Will they use this powers responsibly? Well, that remains to be seen. We live in a very different moral climate to that of the 1970s, when groups of workers saw themselves as leaders of an entire industrial class. The eternal conflict of capital and labour continues of course, but the waters they fight in are very much more muddy. I doubt if the Grangemouth workers see themselves as agents of social reform and champions of the dispossessed in the way the miners did in the 70s.
To an extent we are all thatcherites now. In the 70s most workers lived in council houses; now most of
them have mortgages and many will have been keeping theri living standards raised through equity withdrawal. Now that this has evaporated, they are discovering that their earnings are not as high as they thought. They can also see that their pensions are going to be hit hard in future as inflation increases following cuts in interest rates.
Grangemouth is a highly sophisticated, post-modern dispute, which is not about pay as such, but about deferred reward - a middle class concept. Industrial workers like miners didn’t fight over pensions because many knew they would not live long enough to collect them. If pensions are the new battleground of industrial struggle, the conflcit is going to be fought with very different tools - accountancy and actuarial tables rather than wage bargaining.
My own view is that we are going to see very much more of this kind of dispute in future.
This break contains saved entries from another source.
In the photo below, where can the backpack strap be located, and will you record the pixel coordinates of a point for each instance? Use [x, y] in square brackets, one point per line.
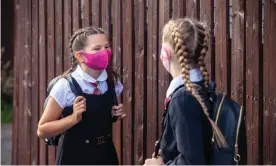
[212, 91]
[111, 85]
[157, 143]
[74, 86]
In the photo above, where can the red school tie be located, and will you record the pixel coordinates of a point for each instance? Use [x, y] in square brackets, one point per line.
[96, 90]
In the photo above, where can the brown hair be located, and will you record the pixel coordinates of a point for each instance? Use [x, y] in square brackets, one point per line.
[189, 40]
[77, 42]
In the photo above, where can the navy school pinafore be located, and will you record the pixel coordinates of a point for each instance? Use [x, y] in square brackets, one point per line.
[90, 141]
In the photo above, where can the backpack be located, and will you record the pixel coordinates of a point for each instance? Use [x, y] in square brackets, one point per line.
[229, 117]
[76, 89]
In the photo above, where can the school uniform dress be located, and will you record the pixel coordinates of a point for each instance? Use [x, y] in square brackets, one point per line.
[186, 130]
[90, 141]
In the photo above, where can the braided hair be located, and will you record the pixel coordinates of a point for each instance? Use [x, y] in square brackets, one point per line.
[77, 42]
[189, 40]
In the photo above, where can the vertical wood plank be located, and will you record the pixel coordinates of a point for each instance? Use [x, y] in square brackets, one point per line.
[67, 31]
[139, 100]
[35, 93]
[207, 17]
[51, 59]
[237, 64]
[105, 15]
[127, 80]
[163, 75]
[96, 13]
[85, 9]
[42, 69]
[20, 147]
[117, 58]
[152, 73]
[26, 83]
[253, 50]
[269, 82]
[193, 8]
[16, 98]
[238, 67]
[222, 43]
[178, 9]
[58, 37]
[76, 5]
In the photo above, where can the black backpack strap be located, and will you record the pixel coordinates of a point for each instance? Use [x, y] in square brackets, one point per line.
[212, 91]
[157, 143]
[111, 85]
[75, 87]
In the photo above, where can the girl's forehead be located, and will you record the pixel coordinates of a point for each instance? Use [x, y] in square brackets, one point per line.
[97, 39]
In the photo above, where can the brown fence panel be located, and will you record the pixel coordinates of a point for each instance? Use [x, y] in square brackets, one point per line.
[253, 83]
[96, 5]
[152, 56]
[35, 96]
[86, 10]
[67, 31]
[193, 8]
[139, 75]
[178, 9]
[165, 10]
[26, 93]
[76, 10]
[117, 59]
[222, 45]
[51, 59]
[127, 17]
[15, 119]
[237, 63]
[42, 69]
[207, 17]
[269, 134]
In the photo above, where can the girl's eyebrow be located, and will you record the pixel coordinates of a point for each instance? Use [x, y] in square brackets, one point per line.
[95, 46]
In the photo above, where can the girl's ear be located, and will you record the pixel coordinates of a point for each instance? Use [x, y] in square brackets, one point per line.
[79, 57]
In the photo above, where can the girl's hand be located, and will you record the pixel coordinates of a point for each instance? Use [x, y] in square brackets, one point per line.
[118, 111]
[154, 161]
[78, 108]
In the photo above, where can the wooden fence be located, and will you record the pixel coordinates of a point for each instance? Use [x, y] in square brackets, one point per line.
[240, 60]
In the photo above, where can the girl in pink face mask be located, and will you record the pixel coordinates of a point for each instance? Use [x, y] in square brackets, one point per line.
[82, 105]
Workers in IT, media, financial services, energy, pharmaceuticals who probably don’t even think of themselves as workers are finding their living standards squeezed by inflation, mortgage rate, energy costs and petrol. Moreover, they are increasingly facing anonymous and intransigent bosses, many of whom don’t actually live here.
Much of the British economy - from airports to shipping lines, from gas pipelines to banks - has been sold to foreign companies, or to hedge funds and private equity capitalists like Jim Ratcliffe. This changes the character of workplace disputes. The old game of the 1970s, of big unions facing big corporations with the government trying to hold the ring has gone. Notice how both the Scottish and UK governments have stepped aside from Grangemouth.
In some ways we are seeing a return to capitalism of old, to owners who don’t pretend to be part of civil society. The world has changed and the industrial dynamics of this latest economic crisis will be different. But don’t expect that working people won’t fight just because they don’t hold factory gate meetings anymore.